En un mundo caído, por tanta corrupción, tantas desigualdades, por tanto dolor; no podemos  pensar que solo con buenas intenciones que tengamos lograremos la victoria en esta batalla de la vida, porque dice la palabra que no tenemos lucha contra sangre y carne, sino contra principados, contra potestades, contra los gobernadores de las tinieblas de este siglo, contra huestes espirituales de maldad en las regiones celestes.

La única forma de salir victoriosos es a través de la obediencia al Espíritu Santo de Dios que mora en nosotros, porque también dice la palabra, mayor es el que está en nosotros, que el que está en el mundo.

Hoy quiero hablarte de una emoción que sentimos en medio de una pérdida, y es el rechazo. 

Mira a José. En Génesis 37–39, vemos a un hombre rechazado una y otra vez. Sus hermanos lo vendieron como esclavo porque odiaban los sueños que Dios le había dado. Fue acusado falsamente y encarcelado porque se negó a acostarse con la esposa de su amo. Perdió a su familia, su libertad y su reputación.
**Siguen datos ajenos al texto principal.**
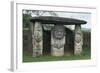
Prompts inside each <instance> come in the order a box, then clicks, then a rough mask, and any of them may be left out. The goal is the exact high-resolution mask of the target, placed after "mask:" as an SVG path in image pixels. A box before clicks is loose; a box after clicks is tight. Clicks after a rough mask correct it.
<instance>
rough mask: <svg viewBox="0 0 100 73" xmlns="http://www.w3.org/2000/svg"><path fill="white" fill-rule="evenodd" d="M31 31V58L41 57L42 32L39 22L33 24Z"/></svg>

Experimentó momentos de favor solo para volver a ser quebrantado. 

Es importante recordar que no somos llamados a minimizar el dolor ni a justificar el comportamiento hiriente de alguien. Lo reconocemos, lo sentimos y se lo entregamos al Padre. Pero también debemos recordar que Jesús también fue rechazado por Su familia, por los líderes religiosos y por el mundo. Él entiende el dolor del rechazo. Él sabe lo que es ser despreciado, malentendido y hecho a un lado.

Reflexión:

¿Quién te está haciendo sentir rechazado, y qué fue lo que pasó? 

¿Qué herida ha creado eso en tu corazón? 

¿De qué maneras ha impactado negativamente tu vida?

Es clave tener presente que El duelo es un proceso de reajuste emocional y mental que todos enfrentamos al perder a nuestros seres queridos. Una experiencia que puede sumergirnos en un dolor profundo. 

Estos eventos nos confrontan con la impermanencia de la vida y nos muestran nuestra vulnerabilidad. Y experimentamos sentimientos que nos hacen pensar en que no podemos continuar…

Hoy, en medio de cualquier pérdida que hayas vivido, hay una verdad que no puedes ignorar: 

La vida en esta tierra es temporal…
pero la que viene después es eterna.

Y Jesús no solo vino a acompañarte en tu dolor…
vino a asegurarte una eternidad con Él.

Por eso te invito a realizar una oración: 

Amado Señor Jesús, hoy reconozco que mi vida es limitada y que no tengo control sobre el tiempo.
Pero también reconozco que Tú eres eterno y que en Ti hay salvación. 

Así como el ladrón en la cruz, hoy me acerco a Ti con un corazón sincero.
No tengo nada que ofrecerte, solo mi necesidad de Ti. 

Te reconozco como mi Señor y mi Salvador.
Te entrego mi vida, mis decisiones y mi eternidad. Perdona mis errores, limpia mi corazón y hazme una nueva persona. 

Gracias porque, aun sin merecerlo, me das la oportunidad de estar contigo para siempre. Hoy decido no dejar para mañana lo que puedo definir hoy contigo. Amén.